If the bill passes, the following regulations will be added to an act called the Truth in Lending Act (15 U.S.C. 1601 et seq.):
SEC. 141. MAXIMUM RATES OF INTEREST.
  1. No one can charge consumers more than a 36% annual rate on loans, INCLUDING ALL INTEREST AND FEES.
  2. Fees and interest rates are defined as follows:
    1. In general, the interest rate and fees include ALL INTEREST AND FEES charged by the lender (such as late fees, annual fees, membership fees, charges for related products/services, etc.).
    2. The following exceptions are allowed:
      • For loans that last at least 90 days and have at least 3 installment payments:
        • If the loan is for AT LEAST $300, an application fee of up to $120 can be charged.
        • A late fee of $20 per late payment or $20 per month can be charged.
        • A fee of up to $15 can be charged for a bounced check.
      • The government may adjust the amounts listed above for inflation.
  3. This section explains how the annual interest rate will be calculated. Essentially, it entails taking all interest and fees paid on a loan and making sure the total doesn't average more than 36% of the amount of the loan annually.
  4. A "creditor" is anyone who regularly gives, renews, or continues credit.
  5. No creditor can be exempted from these laws for any reason.
  6. The government may make new regulations regarding how businesses must notify consumers about interest rates and fees.

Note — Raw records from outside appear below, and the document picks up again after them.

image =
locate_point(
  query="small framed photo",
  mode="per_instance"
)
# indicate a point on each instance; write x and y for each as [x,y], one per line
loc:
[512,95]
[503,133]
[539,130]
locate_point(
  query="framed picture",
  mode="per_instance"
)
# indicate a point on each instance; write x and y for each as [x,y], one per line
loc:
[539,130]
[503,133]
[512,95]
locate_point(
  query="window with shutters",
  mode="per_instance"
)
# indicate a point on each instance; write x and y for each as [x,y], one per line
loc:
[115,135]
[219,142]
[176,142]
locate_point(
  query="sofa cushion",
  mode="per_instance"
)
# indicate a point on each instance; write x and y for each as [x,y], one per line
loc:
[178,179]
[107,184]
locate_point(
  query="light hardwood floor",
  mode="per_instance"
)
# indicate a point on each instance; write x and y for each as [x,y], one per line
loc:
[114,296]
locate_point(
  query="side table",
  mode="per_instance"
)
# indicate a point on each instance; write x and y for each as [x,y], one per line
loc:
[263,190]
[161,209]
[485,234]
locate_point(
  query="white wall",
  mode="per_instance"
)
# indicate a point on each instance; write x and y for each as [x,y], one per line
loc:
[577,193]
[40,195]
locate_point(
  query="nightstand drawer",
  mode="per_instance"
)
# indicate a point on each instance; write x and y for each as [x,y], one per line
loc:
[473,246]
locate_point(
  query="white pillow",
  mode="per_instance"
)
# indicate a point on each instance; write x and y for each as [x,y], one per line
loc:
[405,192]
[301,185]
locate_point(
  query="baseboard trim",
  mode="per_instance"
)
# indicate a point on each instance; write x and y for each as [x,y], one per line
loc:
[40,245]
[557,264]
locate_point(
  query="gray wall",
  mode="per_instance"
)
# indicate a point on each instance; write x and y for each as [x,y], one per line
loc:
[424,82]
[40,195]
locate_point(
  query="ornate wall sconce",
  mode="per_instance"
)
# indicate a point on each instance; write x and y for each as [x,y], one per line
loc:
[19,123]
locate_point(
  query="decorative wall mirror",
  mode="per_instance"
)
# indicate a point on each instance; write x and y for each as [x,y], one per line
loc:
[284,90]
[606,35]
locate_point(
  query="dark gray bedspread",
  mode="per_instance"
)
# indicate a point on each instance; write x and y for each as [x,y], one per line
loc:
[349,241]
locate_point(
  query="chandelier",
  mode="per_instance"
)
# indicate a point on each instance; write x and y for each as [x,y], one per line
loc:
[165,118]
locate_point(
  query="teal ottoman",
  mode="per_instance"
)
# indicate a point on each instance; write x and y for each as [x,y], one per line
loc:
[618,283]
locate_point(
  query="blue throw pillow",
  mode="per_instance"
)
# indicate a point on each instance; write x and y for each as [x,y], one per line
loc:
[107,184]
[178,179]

  7. If a state has laws that are more strict than those in this bill (lower maximum interest rate, etc.), the state's stricter laws will be used instead.
  8. If a lender charges someone more than allowed by this law, they must return the overage to the consumer.
  9. Anyone who violates this law will be put in prison for 1 year and forced to pay $50,000 or more for each violation.
  10. A state's attorney general can enforce this law; the statute of limitations is 3 years.
SEC. 4. DISCLOSURE OF FEE AND INTEREST RATE FOR OPEN END CREDIT PLANS.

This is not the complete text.